Numbers that fall inbetween can be done by individual labs but aren't standardized. Numbers under 60 are outside the sensitivity of the typical measurement system (although you might want to check your particular lab). Basically, I'm saying they can't tell you very much about your ASO because it is below 60 (the first dilution).

 

So for what you posted, the anti-DnaseB would be considered a rise indicating that there was a likely infection in late September. It is not surprising that the ASO would not rise.

 

In terms of what your doctor will say, he/she will likely say both are "normal" despite the rise (because most doctors don't know that rise is more important than absolute value).

 

The CDC back in 1971 set the upper limit of normal http://www.ncbi.nlm.nih.gov/pmc/articles/PMC377331/ for school-age kids of: school age, ASO = 170; ADNB of 170.

 

Kaplan from the world health organization did a broader study in 1998 http://pediatrics.aappublications.org/cgi/content/abstract/101/1/86 and found the ULN for their sample to be 240 for ASO and

640 for AntiDNAseB. Many laboratories (including the Mayo clinic) use an ULN of 400 for ASO.

 

Bottom line is that rise is more important than absolute value. If you don't have a prior reading you are forced to use ULN. To compare for rise, you must use the same laboratory and equipment/test.
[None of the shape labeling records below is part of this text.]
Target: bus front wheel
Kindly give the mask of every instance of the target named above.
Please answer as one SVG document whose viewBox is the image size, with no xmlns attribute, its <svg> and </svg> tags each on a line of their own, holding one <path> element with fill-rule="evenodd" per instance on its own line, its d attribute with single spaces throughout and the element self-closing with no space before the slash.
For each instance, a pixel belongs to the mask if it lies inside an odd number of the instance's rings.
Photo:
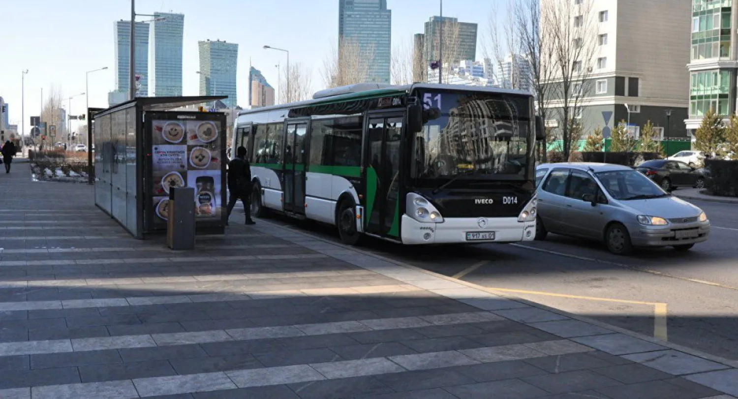
<svg viewBox="0 0 738 399">
<path fill-rule="evenodd" d="M 359 243 L 362 235 L 356 230 L 356 211 L 353 201 L 344 200 L 336 214 L 336 225 L 341 241 L 348 245 Z"/>
</svg>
A rise must be two dilutions apart to avoid experimental error.

 

Regards,

 

Buster

 

Buster..does the same hold true for myco p..

 

a reading in mayish was 1.60 another draw 3 weeks ago was 1.79 (above .90 igg could be positive)

dan doc said no worry...margin or error..and these numbers can fluctuate...

however..in last week we have motor tics which were 90% other than times of stress or a specific trigger..

how much time should go by before another draw...??